Dominique de Villepin, ancien ministre des Affaires étrangères et ancien Premier ministre, a délivré sur France Inter le 12 septembre un discours rageur sur Israël et Gaza qui fait écho à l’antisionisme des banlieues islamisées et à celui de la France insoumise. Selon lui, les journaux ne parleraient pas du conflit (!) : « On a Gaza qui est sans doute le plus grand scandale historique des… je n’ose même pas donner de référence, Gaza dont plus personne ne parle. C’est le silence, la chape de plomb. Je suis obligé de googler pour trouver une brève… Ah ! C’est la guerre ! Mais ce n’est pas une guerre tout à fait comme les autres, puisque ce sont des populations civiles qui meurent… »
L’extrême gauche pense que la guerre d’Israël à Gaza est un génocide
L’explosion des actes antisémites à la suite immédiate du pogrom du 7 octobre, avant même que l’armée israélienne ait commencé sa guerre à Gaza contre le Hamas, l’acceptation sans vérification des allégations du Hamas concernant le nombre de victimes civiles, l’affirmation absurde que le monde assiste à Gaza au pire génocide de l’époque contemporaine, tout cela ne peut se comprendre sans connaître les ressorts universels de l’antisémitisme et son histoire.
L’islam et le christianisme ont eu besoin de soumettre la religion juive qu’ils voulaient remplacer. Mais face à la résistance opiniâtre des juifs qui ne voulurent pas se convertir, ils en ont fait un Satan inhumain, cupide, dominateur, rival de Dieu, tueur de prophètes. Par la suite, la nouvelle puissance des juifs libérés du ghetto et de la ségrégation par la Révolution française et Napoléon suscita des peurs et des jalousies et renouvela en quelque sorte l’image satanique du juif dont la réussite ne pouvait s’expliquer que par la perfidie et la ruse. Cette fantasmagorie déjà présente dans le christianisme et l’islam des origines restait présente en effet dans l’histoire de l’Europe, depuis le Moyen-âge où les juifs furent accusés de mille diableries, dont le crime rituel, l’empoisonnement des puits et la propagation volontaire de la peste. On retrouve cette vision paranoïaque des juifs dans maints écrits, dont le fameux « Protocole des sages de Sion », très diffusé aujourd’hui encore dans tout le monde musulman.
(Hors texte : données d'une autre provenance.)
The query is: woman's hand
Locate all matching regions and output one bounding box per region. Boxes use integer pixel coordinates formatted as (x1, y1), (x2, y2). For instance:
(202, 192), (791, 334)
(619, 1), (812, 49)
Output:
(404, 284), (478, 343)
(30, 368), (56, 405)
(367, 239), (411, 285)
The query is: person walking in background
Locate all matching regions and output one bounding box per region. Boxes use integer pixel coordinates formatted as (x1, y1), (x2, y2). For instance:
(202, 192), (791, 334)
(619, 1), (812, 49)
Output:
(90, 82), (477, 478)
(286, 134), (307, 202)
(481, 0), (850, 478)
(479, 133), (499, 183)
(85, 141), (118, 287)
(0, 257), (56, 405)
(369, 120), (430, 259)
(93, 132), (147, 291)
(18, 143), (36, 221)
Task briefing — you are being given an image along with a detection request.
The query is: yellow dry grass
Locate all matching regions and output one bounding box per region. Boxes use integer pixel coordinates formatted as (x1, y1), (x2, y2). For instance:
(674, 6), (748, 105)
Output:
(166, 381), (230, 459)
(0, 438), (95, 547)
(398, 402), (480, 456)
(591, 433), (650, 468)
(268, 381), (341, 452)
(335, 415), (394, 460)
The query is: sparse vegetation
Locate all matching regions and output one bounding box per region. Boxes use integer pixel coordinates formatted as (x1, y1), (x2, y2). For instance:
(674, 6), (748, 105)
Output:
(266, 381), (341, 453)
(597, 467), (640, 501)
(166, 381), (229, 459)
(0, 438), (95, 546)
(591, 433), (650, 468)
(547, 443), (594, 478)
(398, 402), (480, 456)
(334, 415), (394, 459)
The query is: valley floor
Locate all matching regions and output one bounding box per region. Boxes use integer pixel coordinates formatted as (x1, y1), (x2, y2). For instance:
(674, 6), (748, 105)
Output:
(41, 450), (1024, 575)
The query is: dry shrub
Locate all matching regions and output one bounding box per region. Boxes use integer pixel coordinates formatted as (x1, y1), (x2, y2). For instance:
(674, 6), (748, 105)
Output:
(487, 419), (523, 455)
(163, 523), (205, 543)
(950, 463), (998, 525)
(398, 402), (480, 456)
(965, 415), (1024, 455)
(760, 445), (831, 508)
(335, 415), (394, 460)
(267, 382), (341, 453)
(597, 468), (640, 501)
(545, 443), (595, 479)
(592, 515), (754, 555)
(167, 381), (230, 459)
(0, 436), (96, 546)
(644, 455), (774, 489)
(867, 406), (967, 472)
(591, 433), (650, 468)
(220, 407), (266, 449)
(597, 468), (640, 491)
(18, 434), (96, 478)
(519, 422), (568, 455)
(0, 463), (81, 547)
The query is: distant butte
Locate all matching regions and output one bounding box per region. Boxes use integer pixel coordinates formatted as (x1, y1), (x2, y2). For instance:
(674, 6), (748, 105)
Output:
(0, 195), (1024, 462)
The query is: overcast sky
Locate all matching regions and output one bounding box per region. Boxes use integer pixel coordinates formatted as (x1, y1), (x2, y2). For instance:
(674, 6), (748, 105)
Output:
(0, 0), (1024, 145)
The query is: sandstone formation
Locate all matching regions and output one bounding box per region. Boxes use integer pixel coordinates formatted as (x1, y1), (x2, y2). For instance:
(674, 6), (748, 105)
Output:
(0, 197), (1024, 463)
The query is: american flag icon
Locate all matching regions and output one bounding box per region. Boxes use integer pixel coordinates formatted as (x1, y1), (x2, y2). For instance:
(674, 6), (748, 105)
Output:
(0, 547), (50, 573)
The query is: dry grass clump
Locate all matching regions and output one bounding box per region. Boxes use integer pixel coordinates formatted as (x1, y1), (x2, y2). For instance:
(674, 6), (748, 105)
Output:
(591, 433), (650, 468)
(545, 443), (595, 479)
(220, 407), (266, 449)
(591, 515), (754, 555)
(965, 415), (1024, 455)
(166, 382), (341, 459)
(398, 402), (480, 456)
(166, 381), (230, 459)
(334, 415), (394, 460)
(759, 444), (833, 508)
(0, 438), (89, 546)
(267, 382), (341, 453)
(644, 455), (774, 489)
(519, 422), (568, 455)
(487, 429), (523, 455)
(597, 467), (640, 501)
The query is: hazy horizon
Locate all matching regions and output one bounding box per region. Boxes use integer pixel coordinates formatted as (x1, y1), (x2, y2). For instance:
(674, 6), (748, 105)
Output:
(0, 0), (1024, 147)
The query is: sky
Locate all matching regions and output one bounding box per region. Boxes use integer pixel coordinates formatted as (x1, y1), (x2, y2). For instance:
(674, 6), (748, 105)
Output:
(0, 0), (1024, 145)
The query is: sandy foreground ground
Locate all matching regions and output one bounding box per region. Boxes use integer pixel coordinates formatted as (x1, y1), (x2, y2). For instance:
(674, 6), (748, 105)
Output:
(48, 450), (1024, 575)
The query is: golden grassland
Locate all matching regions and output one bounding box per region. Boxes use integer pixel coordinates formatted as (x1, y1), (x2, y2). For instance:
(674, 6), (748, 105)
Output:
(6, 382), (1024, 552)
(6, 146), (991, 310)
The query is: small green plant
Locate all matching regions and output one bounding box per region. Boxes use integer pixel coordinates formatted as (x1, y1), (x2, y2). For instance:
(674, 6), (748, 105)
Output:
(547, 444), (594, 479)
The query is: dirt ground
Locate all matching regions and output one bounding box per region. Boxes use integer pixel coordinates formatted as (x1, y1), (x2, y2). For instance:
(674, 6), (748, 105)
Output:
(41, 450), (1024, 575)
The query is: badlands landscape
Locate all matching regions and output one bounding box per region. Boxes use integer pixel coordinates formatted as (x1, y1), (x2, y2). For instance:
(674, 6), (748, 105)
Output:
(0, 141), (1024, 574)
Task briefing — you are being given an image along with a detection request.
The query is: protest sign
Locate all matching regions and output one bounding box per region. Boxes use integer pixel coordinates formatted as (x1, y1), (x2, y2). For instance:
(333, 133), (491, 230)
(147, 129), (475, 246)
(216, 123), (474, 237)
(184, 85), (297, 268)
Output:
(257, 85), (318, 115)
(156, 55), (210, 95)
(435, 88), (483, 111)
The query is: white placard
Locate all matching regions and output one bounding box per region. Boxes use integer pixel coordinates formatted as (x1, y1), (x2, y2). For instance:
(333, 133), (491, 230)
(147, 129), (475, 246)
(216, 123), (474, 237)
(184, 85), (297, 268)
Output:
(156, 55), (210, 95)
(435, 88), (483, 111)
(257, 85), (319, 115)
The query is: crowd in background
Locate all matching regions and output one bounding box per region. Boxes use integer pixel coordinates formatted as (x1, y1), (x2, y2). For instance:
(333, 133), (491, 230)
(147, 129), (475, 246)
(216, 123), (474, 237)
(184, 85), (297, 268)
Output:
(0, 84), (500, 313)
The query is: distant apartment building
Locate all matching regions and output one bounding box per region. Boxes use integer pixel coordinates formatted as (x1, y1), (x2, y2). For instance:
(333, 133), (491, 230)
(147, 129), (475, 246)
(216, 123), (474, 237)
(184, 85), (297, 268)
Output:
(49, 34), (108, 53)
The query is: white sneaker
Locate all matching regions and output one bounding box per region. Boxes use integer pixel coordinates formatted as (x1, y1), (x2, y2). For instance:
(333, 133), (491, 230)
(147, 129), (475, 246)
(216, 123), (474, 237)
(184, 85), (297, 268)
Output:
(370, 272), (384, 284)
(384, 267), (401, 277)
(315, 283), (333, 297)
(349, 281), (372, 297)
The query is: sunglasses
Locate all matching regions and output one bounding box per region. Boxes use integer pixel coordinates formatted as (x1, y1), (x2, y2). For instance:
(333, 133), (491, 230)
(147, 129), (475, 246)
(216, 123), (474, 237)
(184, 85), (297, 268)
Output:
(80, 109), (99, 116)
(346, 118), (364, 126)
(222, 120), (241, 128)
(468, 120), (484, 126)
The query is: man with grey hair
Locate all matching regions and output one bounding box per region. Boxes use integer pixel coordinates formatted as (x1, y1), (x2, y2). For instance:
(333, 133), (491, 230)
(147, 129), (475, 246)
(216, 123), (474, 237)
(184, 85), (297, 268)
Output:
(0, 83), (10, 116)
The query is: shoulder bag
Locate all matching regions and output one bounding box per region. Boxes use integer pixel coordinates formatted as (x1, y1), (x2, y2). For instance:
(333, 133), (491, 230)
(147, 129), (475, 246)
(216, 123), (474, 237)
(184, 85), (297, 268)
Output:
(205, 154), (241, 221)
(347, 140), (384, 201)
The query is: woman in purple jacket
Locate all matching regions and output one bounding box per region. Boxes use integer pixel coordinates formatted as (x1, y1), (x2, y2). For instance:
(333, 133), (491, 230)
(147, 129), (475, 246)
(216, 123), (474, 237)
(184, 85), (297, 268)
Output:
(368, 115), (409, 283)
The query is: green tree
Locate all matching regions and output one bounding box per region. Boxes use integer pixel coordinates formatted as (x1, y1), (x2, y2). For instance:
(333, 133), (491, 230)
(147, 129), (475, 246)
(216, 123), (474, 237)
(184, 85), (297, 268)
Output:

L’extermination des juifs par les nazis fut justifiée par une sorte de légitime défense face au bolchevisme supposé dirigé en sous-main par les juifs et face au capitalisme apatride des banques juives. Mais depuis la Shoah, les juifs ont appris à se défendre en ayant à la fois un État et une armée, ce que nombre d’entre eux souhaitaient depuis l’affaire Dreyfus et les pogromes antisémites de Russie (les premiers sionistes). La diabolisation persistante des juifs dans l’inconscient collectif chrétien et musulman prit alors pour objet l’État des juifs et ainsi l’antisémitisme put se réhabiliter par la grâce de l’antisionisme, les juifs restant ainsi toujours identiques à eux-mêmes pour les antisémites : cruels et dominateurs, tueurs d’enfants et d’innocents, et avides de conquête universelle.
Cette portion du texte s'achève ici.